Talking about fixes, Paolo managed to find what was causing some subtests to be
unstable in very
slow environments. It took a bit of time to identify the root cause, but it
appears to be due to the use of a TCP-specific helper on an MPTCP socket. As
mentioned in the commit message,
funnily enough, fuzzers and static checkers are happy, as the accessed memory
still belongs to the mptcp_sock struct
, but completely unrelated. Even from a
functional perspective, the check being done was always skipped before. Until an
unrelated refactoring which
exposed the issue. In short, always be careful when casting a structure into
another one! BTW, that’s not the first time such an issue has been introduced
because that’s easy to mix-up MPTCP and TCP socket structures. I’m working on
adding new small checks in debug mode to avoid such issues in the future.
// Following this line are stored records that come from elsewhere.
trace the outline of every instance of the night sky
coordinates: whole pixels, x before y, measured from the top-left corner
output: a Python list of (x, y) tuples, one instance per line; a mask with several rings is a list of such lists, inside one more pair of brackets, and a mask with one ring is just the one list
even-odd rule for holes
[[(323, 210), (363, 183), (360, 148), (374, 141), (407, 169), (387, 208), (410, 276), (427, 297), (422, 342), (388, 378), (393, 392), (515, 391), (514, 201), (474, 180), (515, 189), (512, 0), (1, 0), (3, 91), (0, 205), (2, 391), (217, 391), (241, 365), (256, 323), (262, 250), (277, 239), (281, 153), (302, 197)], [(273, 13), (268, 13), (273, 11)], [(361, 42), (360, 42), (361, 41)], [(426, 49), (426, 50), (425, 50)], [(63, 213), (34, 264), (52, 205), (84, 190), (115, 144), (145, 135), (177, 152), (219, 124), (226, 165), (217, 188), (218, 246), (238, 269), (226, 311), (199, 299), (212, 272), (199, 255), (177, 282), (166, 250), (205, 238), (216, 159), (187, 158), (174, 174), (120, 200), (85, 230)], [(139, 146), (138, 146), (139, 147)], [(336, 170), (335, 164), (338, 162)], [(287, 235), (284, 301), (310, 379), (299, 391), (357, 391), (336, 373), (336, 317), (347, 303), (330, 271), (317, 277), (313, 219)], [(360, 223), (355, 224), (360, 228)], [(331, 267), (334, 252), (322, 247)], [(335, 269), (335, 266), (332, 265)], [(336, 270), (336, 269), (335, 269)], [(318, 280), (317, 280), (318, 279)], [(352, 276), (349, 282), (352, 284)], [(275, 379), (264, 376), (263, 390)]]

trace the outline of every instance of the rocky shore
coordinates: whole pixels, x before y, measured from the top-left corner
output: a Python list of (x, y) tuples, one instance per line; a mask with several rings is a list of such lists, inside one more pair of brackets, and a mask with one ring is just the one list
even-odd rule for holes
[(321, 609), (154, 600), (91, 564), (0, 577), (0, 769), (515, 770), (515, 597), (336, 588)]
One last thing, not to have entire kselftests, including hundreds of subtests, being ignored due to a single unstable subtest, I’m adding subtests support. We would feel better skipping just one or two subtests while we are trying to improve the situation, than having hundreds of them being ignored for days, adding unneeded pressure.
Misc. Maintenance Work
Mainly to expose that the maintenance work is always full of unexpected stuff that needs to be done “quickly”, here are a bunch of tasks that needed to be done this month, on top of the classic reviews, meetings, questions, bugs, etc.:
-
BPF: we have some code in progress in our tree that is not fully ready yet. But then it means that we continuously have to adapt our code when some changes are done upstream. It was the case recently, to adapt to different
bpf_struct_ops
changes. -
mptcpd
debian packages: two new versions – 0.12-3 and 0.12-4 – have been released to fix some issues due to some changes in the test infrastructure, and how SystemD dependence is handled. -
packetdrill
: Packetdrill is a very handy tool to validate networking features. We maintain an out-of-tree version supporting MPTCP. This version is not “upstreamable” as it is, because the old experimental code needs a serious refactoring. But still, it works quite well. Anyway, when trying to find a fix for the bug we had with QEmu (see above), the build environment for the tests has been updated, breaking our branches dedicated to different stable versions containing tests valid for the specific versions: MPTCP support has been added progressively. To fix compilation issues when using newer compiler versions, but also to help with the maintenance later, each stable branch has been synced with modifications from the upstream repository maintained by Google.
What’s next?
Even if I would prefer to add new features, there is still some work needed for the CI:
- using self-hosted runners to improve the stability of some tests
- switching to virtme-ng
because the
virtme
tool we use is no longer maintained - validating MPTCP BPF tests to track regressions in this area
- tracking flaky tests to be able to easily identify them
But once done, that will help the whole MPTCP community, and I will be able to focus on other things!
Team work
It is important to note that what I presented here so far is mostly what I’m
working on. But I’m not alone in this project. For example, Paolo is looking at
supporting TCP_NOTSENT_LOWAT
with MPTCP + fixing various issues – especially
one only affecting v6.1 and reported by Christoph –, Mat helped a lot with the
reviews, Geliang is looking at validating MPTCP BPF tests and improving the
userspace path-manager, etc. A great community!